MPF vai à Justiça por medidas urgentes em barragem com risco em Alagoas

Publicado em 13/04/2026, às 10h20
Divulgação/ FPI-AL
Divulgação/ FPI-AL

Por TNH1*

O Ministério Público Federal (MPF) ajuizou ação civil pública, com pedido liminar, para obrigar a Companhia de Desenvolvimento dos Vales do São Francisco e do Parnaíba (Codevasf) a adotar medidas urgentes de segurança na barragem Boacica, no município de Igreja Nova, em Alagoas. 

A ação foi protocolada na sexta-feira (10), mas só foi divulgada na manhã desta segunda-feira (13). O TNH1 procurou a Codevasf e aguarda posicionamento.

A medida foi tomada após avaliações técnicas recentes classificarem a estrutura em nível de perigo global "alerta", o que indica comprometimento da segurança da barragem e necessidade de intervenção imediata. As informações são do procurador da República Lucas Horta, autor da ação.

Segundo o MPF, há risco estrutural relevante na barragem, com potencial de causar danos graves à população e ao meio ambiente. Entre os principais problemas identificados estão:

  • fissuras na estrutura;
  • erosões nos taludes;
  • falhas no sistema de drenagem;
  • deterioração dos dispositivos de controle;
  • comprometimento do sistema de descarga de fundo.

De acordo com o órgão, o conjunto dessas falhas compromete o funcionamento da barragem e eleva o risco de colapso, especialmente com a proximidade do período chuvoso.

Embora classificada com risco estrutural considerado baixo em termos técnicos, a barragem possui dano potencial associado alto, o que significa que um eventual rompimento pode provocar impactos significativos às comunidades localizadas a jusante. 

Omissões e descumprimento de normas

A ação aponta omissão reiterada da Codevasf na adoção de medidas corretivas e no cumprimento das normas de segurança e ambientais.

De acordo com o MPF, há:

  • descumprimento de condicionantes ambientais;
  • irregularidades na outorga de uso da água;
  • falhas no Plano de Segurança da Barragem (PSB);
  • inconsistências no Plano de Ação de Emergência (PAE).

Além disso, é evidenciado que a barragem já foi autuada por operar em desacordo com a legislação ambiental, sem que as irregularidades tenham sido plenamente corrigidas. 

Atuação do MPF e tentativa de solução extrajudicial

A ação é resultado de um inquérito civil instaurado em 2019, no qual o MPF realizou diversas diligências para buscar a regularização da barragem, incluindo requisições de informações e cobranças de providências. 

Em agosto de 2025, durante operação da Fiscalização Preventiva Integrada (FPI) do Rio São Francisco, o MPF já havia participado de inspeção na barragem, quando foram identificadas falhas estruturais e problemas operacionais na estrutura.

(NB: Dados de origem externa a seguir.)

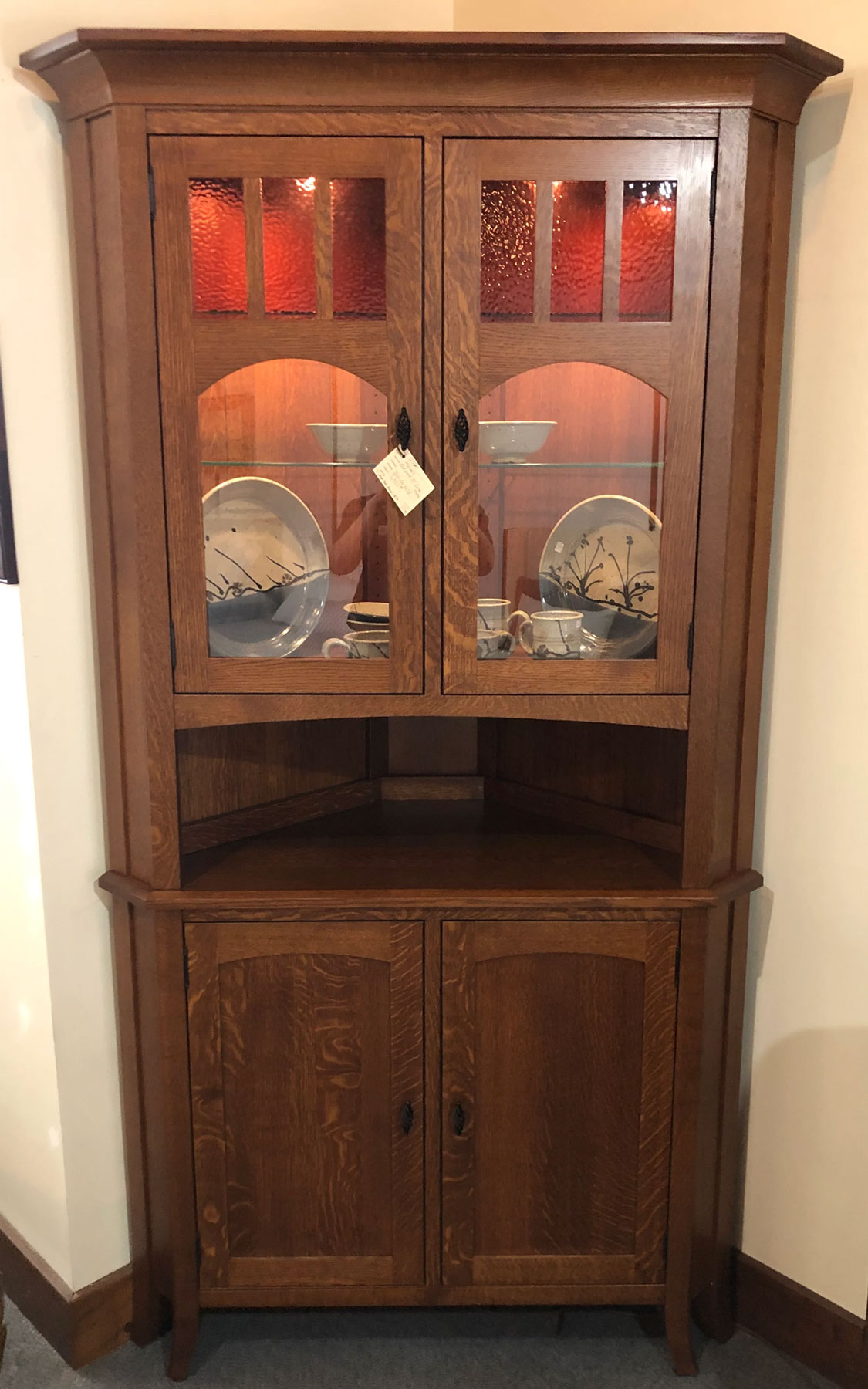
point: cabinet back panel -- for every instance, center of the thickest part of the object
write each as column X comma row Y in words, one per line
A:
column 249, row 764
column 637, row 770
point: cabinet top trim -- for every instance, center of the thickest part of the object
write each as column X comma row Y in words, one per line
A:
column 600, row 45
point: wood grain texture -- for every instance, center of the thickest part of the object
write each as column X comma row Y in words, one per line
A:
column 275, row 814
column 81, row 1326
column 432, row 127
column 232, row 767
column 543, row 1046
column 305, row 1174
column 649, row 711
column 772, row 73
column 635, row 772
column 127, row 488
column 682, row 1161
column 503, row 1295
column 800, row 1323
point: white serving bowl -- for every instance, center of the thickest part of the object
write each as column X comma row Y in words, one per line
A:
column 350, row 444
column 513, row 441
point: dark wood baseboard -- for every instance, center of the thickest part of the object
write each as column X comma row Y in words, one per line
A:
column 81, row 1326
column 805, row 1326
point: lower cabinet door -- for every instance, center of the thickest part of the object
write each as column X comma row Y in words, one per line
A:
column 306, row 1064
column 557, row 1097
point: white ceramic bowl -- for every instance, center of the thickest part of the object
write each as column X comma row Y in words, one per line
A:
column 513, row 441
column 350, row 444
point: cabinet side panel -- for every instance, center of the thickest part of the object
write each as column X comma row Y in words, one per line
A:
column 124, row 430
column 755, row 173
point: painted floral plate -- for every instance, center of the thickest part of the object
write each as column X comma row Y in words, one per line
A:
column 267, row 569
column 603, row 556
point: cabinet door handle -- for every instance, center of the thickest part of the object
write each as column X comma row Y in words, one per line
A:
column 463, row 431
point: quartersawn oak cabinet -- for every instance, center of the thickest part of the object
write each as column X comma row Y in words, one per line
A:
column 430, row 833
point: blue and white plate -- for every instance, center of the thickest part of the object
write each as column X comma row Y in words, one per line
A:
column 603, row 557
column 267, row 569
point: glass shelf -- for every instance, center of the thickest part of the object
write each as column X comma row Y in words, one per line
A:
column 326, row 463
column 493, row 463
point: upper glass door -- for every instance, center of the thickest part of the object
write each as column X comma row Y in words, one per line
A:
column 576, row 279
column 289, row 319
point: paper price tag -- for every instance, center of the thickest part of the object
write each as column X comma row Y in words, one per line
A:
column 403, row 479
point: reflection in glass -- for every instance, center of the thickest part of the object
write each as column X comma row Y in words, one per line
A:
column 303, row 437
column 359, row 248
column 288, row 245
column 578, row 239
column 647, row 250
column 217, row 231
column 508, row 222
column 571, row 467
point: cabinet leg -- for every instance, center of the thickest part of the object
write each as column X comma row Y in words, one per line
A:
column 678, row 1338
column 185, row 1331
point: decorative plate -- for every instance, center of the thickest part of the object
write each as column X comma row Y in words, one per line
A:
column 603, row 556
column 267, row 569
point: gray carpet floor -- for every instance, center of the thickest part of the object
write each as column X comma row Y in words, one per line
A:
column 446, row 1349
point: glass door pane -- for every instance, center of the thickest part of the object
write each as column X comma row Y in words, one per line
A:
column 574, row 388
column 291, row 346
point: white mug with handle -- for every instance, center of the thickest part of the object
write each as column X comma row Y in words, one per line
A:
column 553, row 634
column 367, row 645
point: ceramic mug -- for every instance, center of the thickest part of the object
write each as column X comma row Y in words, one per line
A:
column 493, row 616
column 553, row 634
column 367, row 645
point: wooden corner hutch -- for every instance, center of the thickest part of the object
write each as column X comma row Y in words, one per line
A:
column 431, row 965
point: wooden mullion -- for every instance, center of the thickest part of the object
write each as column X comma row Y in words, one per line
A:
column 611, row 263
column 253, row 236
column 323, row 246
column 542, row 257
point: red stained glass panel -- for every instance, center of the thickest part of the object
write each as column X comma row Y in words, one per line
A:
column 359, row 248
column 578, row 241
column 508, row 224
column 647, row 250
column 217, row 231
column 288, row 246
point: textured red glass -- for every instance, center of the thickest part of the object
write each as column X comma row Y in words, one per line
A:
column 508, row 221
column 647, row 250
column 217, row 231
column 288, row 245
column 359, row 248
column 578, row 241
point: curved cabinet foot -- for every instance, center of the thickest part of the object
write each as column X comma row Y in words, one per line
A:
column 678, row 1340
column 185, row 1333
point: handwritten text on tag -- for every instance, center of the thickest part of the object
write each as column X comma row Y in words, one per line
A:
column 403, row 479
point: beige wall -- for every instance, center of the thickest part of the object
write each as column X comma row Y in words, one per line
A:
column 805, row 1208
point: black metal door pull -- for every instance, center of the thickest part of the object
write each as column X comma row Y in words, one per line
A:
column 463, row 431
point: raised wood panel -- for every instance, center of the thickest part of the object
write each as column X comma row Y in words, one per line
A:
column 306, row 1041
column 248, row 764
column 557, row 1048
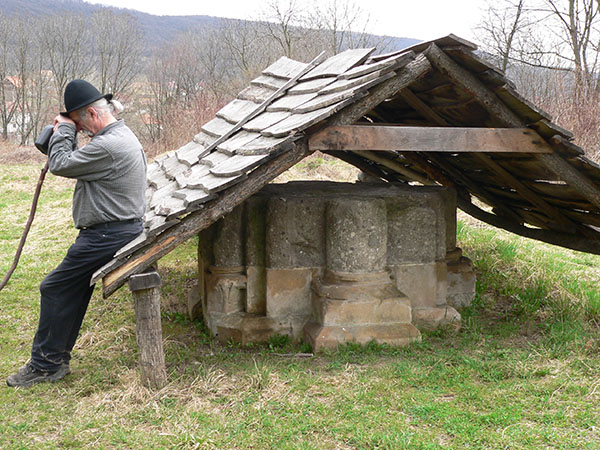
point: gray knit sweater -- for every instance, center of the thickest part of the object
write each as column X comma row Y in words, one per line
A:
column 110, row 172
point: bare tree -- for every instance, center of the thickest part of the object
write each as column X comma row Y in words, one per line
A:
column 8, row 103
column 503, row 28
column 117, row 47
column 283, row 23
column 67, row 44
column 343, row 24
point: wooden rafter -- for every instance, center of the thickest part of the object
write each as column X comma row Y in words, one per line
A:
column 428, row 139
column 498, row 109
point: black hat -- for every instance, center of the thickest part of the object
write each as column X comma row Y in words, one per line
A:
column 80, row 93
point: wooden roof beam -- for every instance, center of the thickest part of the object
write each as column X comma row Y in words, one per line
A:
column 527, row 193
column 574, row 242
column 428, row 139
column 495, row 106
column 422, row 108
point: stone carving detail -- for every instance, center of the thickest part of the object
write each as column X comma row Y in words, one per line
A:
column 334, row 263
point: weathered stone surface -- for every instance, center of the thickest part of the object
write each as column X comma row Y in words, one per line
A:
column 295, row 230
column 228, row 244
column 255, row 218
column 256, row 290
column 288, row 293
column 225, row 291
column 425, row 284
column 329, row 337
column 247, row 328
column 356, row 235
column 461, row 282
column 428, row 319
column 360, row 262
column 412, row 234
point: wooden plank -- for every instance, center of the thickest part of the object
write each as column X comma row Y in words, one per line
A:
column 190, row 153
column 310, row 86
column 450, row 40
column 213, row 159
column 213, row 184
column 338, row 64
column 565, row 223
column 153, row 169
column 217, row 127
column 160, row 224
column 200, row 220
column 134, row 245
column 236, row 110
column 289, row 102
column 171, row 207
column 467, row 81
column 322, row 101
column 583, row 185
column 473, row 188
column 285, row 67
column 259, row 94
column 188, row 178
column 388, row 89
column 383, row 65
column 268, row 101
column 422, row 108
column 193, row 197
column 163, row 193
column 299, row 122
column 237, row 165
column 173, row 167
column 270, row 82
column 428, row 139
column 204, row 139
column 395, row 166
column 571, row 241
column 265, row 120
column 239, row 139
column 265, row 144
column 345, row 84
column 158, row 180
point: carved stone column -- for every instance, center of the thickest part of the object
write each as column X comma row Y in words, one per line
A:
column 356, row 300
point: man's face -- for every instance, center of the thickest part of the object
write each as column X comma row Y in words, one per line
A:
column 83, row 121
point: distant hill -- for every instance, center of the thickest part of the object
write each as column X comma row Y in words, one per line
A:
column 157, row 29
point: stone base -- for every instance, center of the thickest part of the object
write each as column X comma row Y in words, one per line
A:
column 330, row 336
column 429, row 319
column 248, row 328
column 461, row 282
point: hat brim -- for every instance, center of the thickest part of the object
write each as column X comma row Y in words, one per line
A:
column 108, row 97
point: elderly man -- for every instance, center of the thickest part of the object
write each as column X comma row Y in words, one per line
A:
column 108, row 205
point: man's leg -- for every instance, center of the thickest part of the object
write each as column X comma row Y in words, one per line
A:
column 64, row 300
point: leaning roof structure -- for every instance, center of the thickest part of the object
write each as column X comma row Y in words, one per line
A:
column 434, row 113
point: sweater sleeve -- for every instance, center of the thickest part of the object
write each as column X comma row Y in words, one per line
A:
column 90, row 162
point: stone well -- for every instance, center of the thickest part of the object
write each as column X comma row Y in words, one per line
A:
column 334, row 263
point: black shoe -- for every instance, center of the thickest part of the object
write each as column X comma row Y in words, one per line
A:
column 28, row 375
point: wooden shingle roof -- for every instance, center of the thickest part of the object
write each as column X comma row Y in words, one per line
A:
column 445, row 110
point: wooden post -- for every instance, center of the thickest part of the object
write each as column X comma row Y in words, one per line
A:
column 145, row 289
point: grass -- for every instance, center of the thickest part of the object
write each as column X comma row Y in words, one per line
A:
column 522, row 373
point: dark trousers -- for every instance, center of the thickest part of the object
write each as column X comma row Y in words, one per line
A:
column 66, row 291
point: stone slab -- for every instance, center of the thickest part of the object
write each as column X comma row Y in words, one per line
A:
column 330, row 337
column 288, row 292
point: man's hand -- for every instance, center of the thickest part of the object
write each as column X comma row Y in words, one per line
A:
column 62, row 119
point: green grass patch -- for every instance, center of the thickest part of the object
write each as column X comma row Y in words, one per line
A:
column 523, row 371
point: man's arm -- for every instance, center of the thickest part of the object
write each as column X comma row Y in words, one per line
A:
column 88, row 163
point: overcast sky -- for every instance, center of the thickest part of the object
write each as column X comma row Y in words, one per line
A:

Os achados reforçaram a necessidade de adoção de medidas corretivas, que, segundo o MPF, não foram implementadas de forma adequada. 

Constata-se que, ao longo desse período, a atuação administrativa não foi suficiente para garantir a adoção das medidas necessárias, diante de sucessivos atrasos e ausência de soluções efetivas por parte da Codevasf. 

Na ação, o MPF requer, em caráter de urgência (liminar):

  • correção imediata das falhas estruturais;
  • instalação de equipamentos adequados para controle da vazão;
  • implementação efetiva dos planos de segurança;
  • execução de plano de ação de emergência.

O MPF também pede que, caso a Codevasf não tenha capacidade operacional para executar as medidas, seja determinada a contratação de empresa especializada para garantir a segurança da barragem.  

Defesa da vida e do meio ambiente

Para o procurador da República Lucas Horta de Almeida, a atuação busca evitar um cenário de risco à população: “A segurança de uma barragem com alto potencial de dano não pode ser adiada. Quando há risco identificado, a resposta precisa ser imediata. A atuação do MPF busca justamente garantir a proteção das pessoas e do meio ambiente”.

O MPF ressalta que a segurança de barragens é obrigação legal do responsável pela estrutura e não pode ser condicionada à disponibilidade orçamentária. 

Entenda o caso

A barragem Boacica foi construída na década de 1980 e tem como função principal o controle de cheias e a regularização da vazão do rio, contribuindo para a proteção de áreas agrícolas situadas a jusante. 

Com capacidade de armazenamento de cerca de 55 milhões de metros cúbicos de água, a estrutura é considerada estratégica para a região, mas depende de manutenção contínua e cumprimento rigoroso das normas de segurança para operar de forma adequada.